The cause was breast cancer, said her son Dr. Justin Richardson.
“My mother would often point out that my father, Dr. John Richardson, was the fifth generation in his family to live in Greenwich Village and that I was the sixth. She was terribly proud of our connection to the neighborhood,” said her son.
Tardive Dyskinesia afflicts many severely ill psychiatric patients with uncontrollable jerking movements of the hands and mouth and is caused by medications prescribed for those patients with psychotic illnesses, according to her son.
Dr. Mary Ann Richardson devised a special high-protein breakfast rich in branched chain amino acids that prevented high levels of phenylalanine from reaching the brain.
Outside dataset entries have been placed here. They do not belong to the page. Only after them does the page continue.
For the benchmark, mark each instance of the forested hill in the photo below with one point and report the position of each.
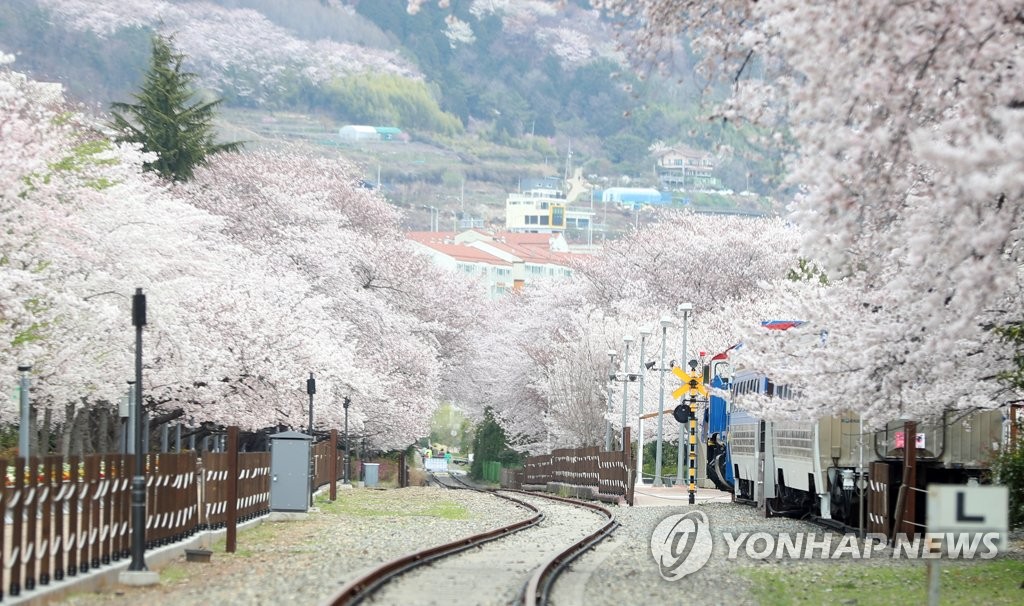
(498, 70)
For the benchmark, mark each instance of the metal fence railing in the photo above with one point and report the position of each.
(606, 473)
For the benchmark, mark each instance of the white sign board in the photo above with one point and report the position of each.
(955, 508)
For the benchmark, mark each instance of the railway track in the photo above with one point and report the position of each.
(513, 564)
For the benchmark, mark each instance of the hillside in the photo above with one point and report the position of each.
(486, 93)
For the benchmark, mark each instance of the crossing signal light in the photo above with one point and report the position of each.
(682, 413)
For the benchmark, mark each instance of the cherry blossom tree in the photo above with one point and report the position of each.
(265, 268)
(545, 372)
(906, 148)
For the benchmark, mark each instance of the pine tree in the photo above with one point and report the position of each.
(167, 119)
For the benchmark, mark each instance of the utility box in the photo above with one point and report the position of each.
(290, 459)
(370, 474)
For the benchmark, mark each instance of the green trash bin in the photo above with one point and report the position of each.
(370, 474)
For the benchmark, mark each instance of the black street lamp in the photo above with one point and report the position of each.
(346, 403)
(138, 481)
(310, 389)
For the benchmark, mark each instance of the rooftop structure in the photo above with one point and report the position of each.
(502, 261)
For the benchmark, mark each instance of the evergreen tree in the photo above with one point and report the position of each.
(167, 120)
(488, 443)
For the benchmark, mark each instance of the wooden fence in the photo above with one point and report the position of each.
(66, 516)
(604, 473)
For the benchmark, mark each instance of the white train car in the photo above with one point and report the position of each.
(821, 467)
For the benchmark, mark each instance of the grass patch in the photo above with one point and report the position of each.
(173, 573)
(449, 510)
(988, 582)
(370, 505)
The hearty breakfast substantially reduced abnormal movements and Dr. Richardson then devised a powdered substance containing the same amino acids found in the breakfast. The compound proved to be effective and in 2002, the treatment, under the name Tarvil, was distributed to patients.
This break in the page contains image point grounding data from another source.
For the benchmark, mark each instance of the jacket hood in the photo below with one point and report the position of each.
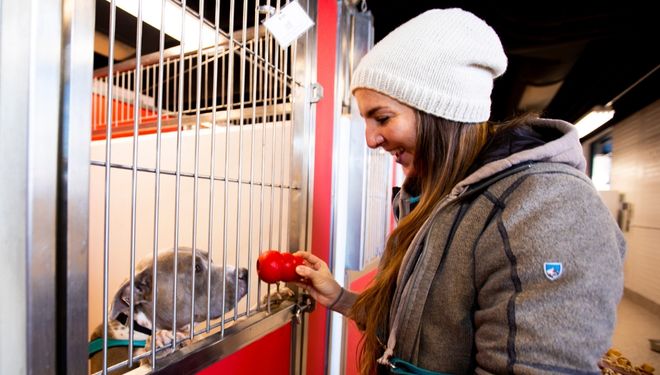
(565, 148)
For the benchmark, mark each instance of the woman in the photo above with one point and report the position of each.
(509, 261)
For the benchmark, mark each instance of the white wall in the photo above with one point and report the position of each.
(636, 173)
(272, 221)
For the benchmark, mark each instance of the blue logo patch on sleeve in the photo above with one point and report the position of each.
(552, 270)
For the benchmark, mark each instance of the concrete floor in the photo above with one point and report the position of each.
(635, 326)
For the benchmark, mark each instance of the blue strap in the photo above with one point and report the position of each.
(96, 345)
(399, 366)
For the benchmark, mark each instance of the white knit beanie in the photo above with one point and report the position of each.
(442, 62)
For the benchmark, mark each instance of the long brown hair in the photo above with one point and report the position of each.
(444, 153)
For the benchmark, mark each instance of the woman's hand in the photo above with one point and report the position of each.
(321, 284)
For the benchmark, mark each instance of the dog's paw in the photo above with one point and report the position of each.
(164, 337)
(280, 294)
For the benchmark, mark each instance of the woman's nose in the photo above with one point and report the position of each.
(373, 137)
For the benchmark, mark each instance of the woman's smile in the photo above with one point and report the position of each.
(391, 125)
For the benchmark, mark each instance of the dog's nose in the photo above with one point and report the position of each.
(242, 274)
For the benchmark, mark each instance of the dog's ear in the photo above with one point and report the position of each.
(142, 292)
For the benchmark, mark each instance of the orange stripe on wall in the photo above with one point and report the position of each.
(317, 359)
(268, 355)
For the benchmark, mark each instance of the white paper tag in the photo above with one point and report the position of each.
(287, 25)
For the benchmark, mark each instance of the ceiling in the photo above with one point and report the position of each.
(564, 57)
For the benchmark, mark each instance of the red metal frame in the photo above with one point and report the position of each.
(317, 336)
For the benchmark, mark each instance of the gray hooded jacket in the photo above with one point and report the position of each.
(519, 270)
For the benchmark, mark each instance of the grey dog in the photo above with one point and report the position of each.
(118, 328)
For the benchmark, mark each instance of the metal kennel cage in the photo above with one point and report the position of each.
(197, 145)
Dr. Richardson was born Maria Sanchirico in the Bronx, the youngest of a large family who had emigrated from southern Italy. Her father died when she was 2 and the family was supported by the work of her mother, a seamstress, and the numerous odd jobs of her brothers.
She began working as a filing clerk at Metropolitan Life Insurance Company but soon entered the field of television advertising in the 1950s.
Following the birth of her first child, she interrupted her work and her college education. When her children entered grade school, she returned to school herself, taking one course at a time until she earned her Ph.D. in psychology from Yeshiva University in 1984.
While still a student she began to work at the Rockland Research Institute — now the Nathan Kline Institute of the New York State Office of Mental Health — where she first learned about Tardive Dyskinesia.
She was the author of many research publications, lectured internationally, ran a movement disorders clinic for 14 years and was honored with the state Office of Mental Health Award for Research Excellence in 1989.
“She was quick to point out that her proudest and most satisfying accomplishment was the raising of her two children, a responsibility which despite the demands of her career remained her top priority for over four decades. It was not a surprise that the treatment she created for Tardive Dyskinesia was born of a nutritious breakfast cooked up in the kitchen of her research lab,” said her son.
“She battled an aggressive form of breast cancer with the same determination that she brought to her work and with the help of her husband, Dr. John J. Richardson, extended her expected one year of survival after diagnosis to 16 years. During those years, she saw the release of her treatment for Tardive Dyskinesia, the graduation of her two children from medical school and the birth of her first grandchild,” her son said.
In addition to her husband and son, her daughter Dr. Martine Sacks and granddaughter Lita Sacks of Portland, Ore., her sister Santa Clark of Bricktown, N.J., and 18 nieces and nephews survive. A memorial service will be announced later.